Iza referred to “a brutal attack” but said there is no evidence pointing to the protesters.


The head of Conaie acknowledged that the negotiation is at a “stalemate” but was open to continuing the dialogue. “Why go back if enough progress has already been made?” he expressed.

He asked the Ecuadorian Episcopal Conference to intercede in the crisis on behalf of Pope Francis, who on Sunday called for “dialogue” and “social peace.”

Jiménez replied on Twitter: “There are no conditions for dialogue when violence continues to be promoted.”

After Lasso’s announcement, hundreds of indigenous people returned to the fray in Quito. In groups and in a disorganized manner they mobilized through the streets and as they passed the shops closed.

The high cost of living fueled by the increase in fuel prices has pushed thousands of protesters onto the roads since June 13, most of them in Quito, to demand measures to cushion the economic blow to agricultural production and the basic food basket.

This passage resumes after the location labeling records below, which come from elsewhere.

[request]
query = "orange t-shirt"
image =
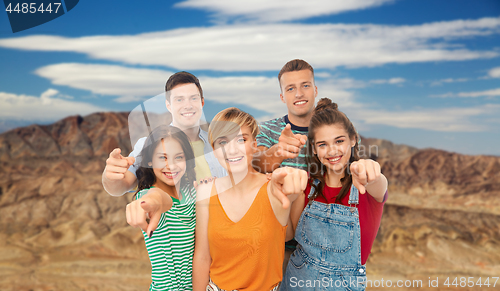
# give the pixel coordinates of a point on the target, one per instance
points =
(248, 254)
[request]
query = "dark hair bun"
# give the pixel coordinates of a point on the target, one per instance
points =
(326, 103)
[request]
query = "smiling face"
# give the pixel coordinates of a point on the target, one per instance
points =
(298, 92)
(333, 147)
(235, 151)
(168, 163)
(185, 105)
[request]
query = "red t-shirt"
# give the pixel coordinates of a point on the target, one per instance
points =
(370, 214)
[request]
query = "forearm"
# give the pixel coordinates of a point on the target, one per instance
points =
(201, 272)
(378, 188)
(267, 160)
(118, 187)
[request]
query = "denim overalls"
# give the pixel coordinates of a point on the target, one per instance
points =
(328, 254)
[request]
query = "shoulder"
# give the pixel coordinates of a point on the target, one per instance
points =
(274, 122)
(142, 193)
(138, 147)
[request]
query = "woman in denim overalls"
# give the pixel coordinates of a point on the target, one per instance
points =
(328, 254)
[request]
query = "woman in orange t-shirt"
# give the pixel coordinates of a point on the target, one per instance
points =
(242, 218)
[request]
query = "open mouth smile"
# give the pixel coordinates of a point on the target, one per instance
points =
(171, 175)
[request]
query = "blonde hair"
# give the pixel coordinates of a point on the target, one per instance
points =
(229, 121)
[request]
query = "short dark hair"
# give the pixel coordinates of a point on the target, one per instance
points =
(180, 78)
(295, 65)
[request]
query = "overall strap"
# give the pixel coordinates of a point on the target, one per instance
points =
(354, 196)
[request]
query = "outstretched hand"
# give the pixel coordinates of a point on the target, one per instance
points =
(364, 172)
(288, 181)
(289, 144)
(117, 165)
(151, 206)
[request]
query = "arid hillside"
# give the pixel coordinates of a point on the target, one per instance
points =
(59, 230)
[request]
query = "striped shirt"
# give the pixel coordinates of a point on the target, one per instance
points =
(269, 135)
(171, 247)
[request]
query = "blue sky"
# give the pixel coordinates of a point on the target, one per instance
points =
(422, 73)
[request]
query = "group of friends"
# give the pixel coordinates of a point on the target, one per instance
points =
(217, 207)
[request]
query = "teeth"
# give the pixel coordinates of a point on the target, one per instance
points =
(171, 175)
(235, 159)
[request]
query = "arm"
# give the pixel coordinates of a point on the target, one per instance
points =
(201, 258)
(267, 159)
(116, 179)
(378, 188)
(152, 205)
(295, 212)
(367, 177)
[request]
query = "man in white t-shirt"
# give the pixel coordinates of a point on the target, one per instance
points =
(184, 100)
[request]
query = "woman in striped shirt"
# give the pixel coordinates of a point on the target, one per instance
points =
(166, 196)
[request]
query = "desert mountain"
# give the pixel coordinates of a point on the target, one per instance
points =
(59, 229)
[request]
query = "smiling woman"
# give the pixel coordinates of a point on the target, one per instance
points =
(241, 219)
(166, 195)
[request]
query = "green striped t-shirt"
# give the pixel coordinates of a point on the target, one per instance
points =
(269, 135)
(171, 247)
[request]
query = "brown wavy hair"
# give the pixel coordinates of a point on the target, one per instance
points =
(146, 177)
(327, 113)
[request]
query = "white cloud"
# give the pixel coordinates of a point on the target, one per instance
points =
(129, 83)
(262, 93)
(475, 94)
(486, 93)
(392, 81)
(47, 107)
(449, 80)
(132, 85)
(269, 46)
(494, 73)
(276, 10)
(444, 119)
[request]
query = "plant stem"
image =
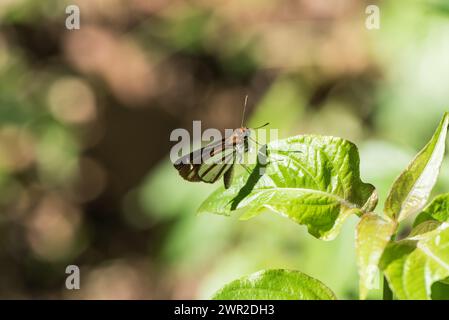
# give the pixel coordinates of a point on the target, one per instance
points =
(387, 294)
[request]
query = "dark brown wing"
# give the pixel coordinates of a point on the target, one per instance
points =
(207, 164)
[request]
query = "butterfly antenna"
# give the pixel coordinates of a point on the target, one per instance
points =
(244, 109)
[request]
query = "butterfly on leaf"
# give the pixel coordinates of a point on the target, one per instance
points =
(216, 160)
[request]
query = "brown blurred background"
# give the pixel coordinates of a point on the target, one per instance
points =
(85, 119)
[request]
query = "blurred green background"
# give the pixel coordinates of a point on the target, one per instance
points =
(86, 115)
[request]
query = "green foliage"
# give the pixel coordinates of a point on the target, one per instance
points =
(372, 236)
(411, 190)
(413, 265)
(275, 285)
(312, 180)
(315, 181)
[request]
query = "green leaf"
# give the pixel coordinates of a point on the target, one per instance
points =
(413, 265)
(313, 180)
(275, 285)
(437, 210)
(412, 188)
(440, 291)
(372, 236)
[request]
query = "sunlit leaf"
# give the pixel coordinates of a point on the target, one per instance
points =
(313, 180)
(372, 236)
(413, 265)
(275, 285)
(412, 188)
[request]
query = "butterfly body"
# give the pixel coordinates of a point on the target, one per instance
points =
(215, 160)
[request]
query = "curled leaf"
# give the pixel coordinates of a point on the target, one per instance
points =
(312, 180)
(275, 285)
(412, 188)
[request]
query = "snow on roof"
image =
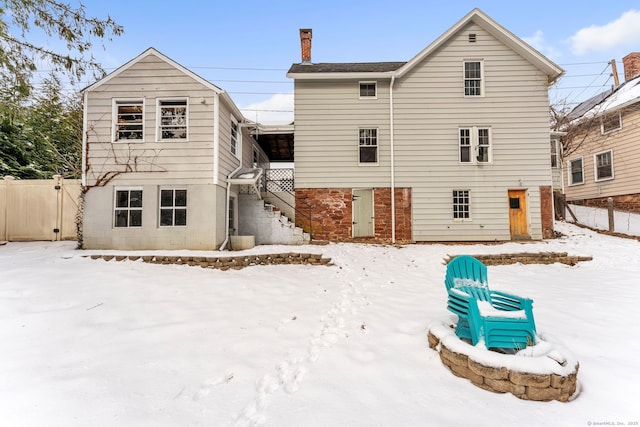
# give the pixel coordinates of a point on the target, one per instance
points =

With festive marches, roadblocks, violent clashes between the public force, the indigenous people put pressure on the unpopular president, who drags a 17% acceptance rate but has the support of the military.

Also harassed by an ongoing impeachment debate in Congress, Lasso gives in little by little to the demands of the protesters, who consider them insufficient.

It reduced fuel prices, although not in the proportion requested by Conaie; granted a debt moratorium of up to 3,000 dollars for peasants and lifted the state of emergency, under which the military left the barracks in six of the 24 provinces of the country and a curfew was imposed in Quito.

assault on democracy

In the midst of the social unrest, Parliament has been discussing since Saturday the possibility of dismissing the president, whom a sector of the opposition considers responsible for the “serious political crisis and internal commotion” in Ecuador.

“Those of us who defend democracy are not going to allow them to destroy Ecuador’s institutions,” the president replied on Twitter.

Until Tuesday, on the third day of deliberations, 109 of the 137 assembly members had spoken. After the debate, the Legislative -where the opposition has a majority, although it is fragmented- has up to 72 hours to vote.

The removal of the president requires 92 votes.

The opposition wants to “assault democracy (…) I make a call to defend the country from this coup attempt,” Lasso said in a video posted Tuesday on Twitter.

Ecuador’s indigenous movement participated in revolts that toppled three rulers between 1997 and 2005.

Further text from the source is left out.